This week, the Herald profiles our finalists for New Zealander of the Year. We have chosen people who we believe made New Zealand a better place in 2012, whether they responded heroically to a moment of need or have worked consistently to improve the lives of others. Our sports and business teams have also compiled their lists and the overall winners in each section will be announced in the Weekend Herald this Saturday. For our entertainment winner, see today's TimeOut.

As a woman who rebelled against the glass ceiling and promoted equal opportunities in state services, Diana Crossan will likely wince at being depicted as the nation's (very) wise aunt. Yet that's the public face of the Retirement Commissioner who, for 10 years, has politely but firmly directed us towards paying off debt and saving for our future.

It is a message we appear to be heeding, even in straitened times.

With an ageing population, flatlining economy, ballooning student debt, falling home ownership and mishap-prone investment sector, it is easy to build a struggle street scenario for New Zealanders in old age. It's rule-of-thumb that people will need 60 to 70 per cent of their income to cover costs and most of us can expect to live for 25-30 years beyond the qualifying age for NZ Super of 65. Throw-in the she'll-be-right attitude when it comes to tomorrow, and the commissioner's task might seem thankless.

But Ms Crossan recognised early that scaring us into putting money aside would not work. Instead, she adopted practical strategies - the website, education in schools, bus shelter campaigns and becoming a media go-to with advice on financial planning and pitfall stories.


"The more information you've got, the easier it is to find ways [to manage finances]. Different behaviours have to be treated in different ways."

She likes to get her ducks in a row. Savers fall into four groups, there are six elements to retirement planning, financial literacy has eight components ...

Her call to raise the pension age to 67 was rejected by John Key but Ms Crossan believes younger New Zealanders now accept they will be working for longer than their parents.

At 62, she is moving on after 10 years, making it timely to acknowledge the difference she has made to our attitudes towards debt and savings.

She is not retiring just yet, though it is a safe bet she will be well prepared when she does.

The former Probation Service social worker's managerial skills clearly go beyond money: her career path skipped through other government departments, including the State Services Commission and consultancy work.
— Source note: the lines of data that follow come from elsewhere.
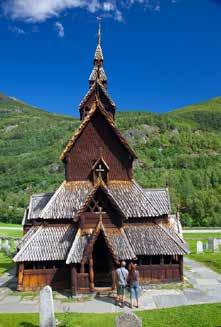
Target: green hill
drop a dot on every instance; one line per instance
(181, 150)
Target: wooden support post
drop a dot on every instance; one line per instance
(73, 280)
(113, 279)
(20, 276)
(181, 268)
(91, 274)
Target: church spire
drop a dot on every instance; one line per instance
(98, 73)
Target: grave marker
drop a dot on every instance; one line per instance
(128, 319)
(47, 317)
(199, 247)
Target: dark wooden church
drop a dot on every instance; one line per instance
(75, 237)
A project exploring ways to help parents save for children's tertiary education led to work on the development of KiwiSaver and roles with Ngai Tahu and not-for-profit organisations.

Her canniness, she said, stemmed from an Otago upbringing where her parents struggled at times to raise four daughters on a teacher's salary. "I remember a couple of occasions when mum and dad sat us around the table and talked about going into the red, a term we didn't really understand.

"It meant from a young age we were quite careful - we grew up with the concept of saving. There was nowhere to get credit in those days."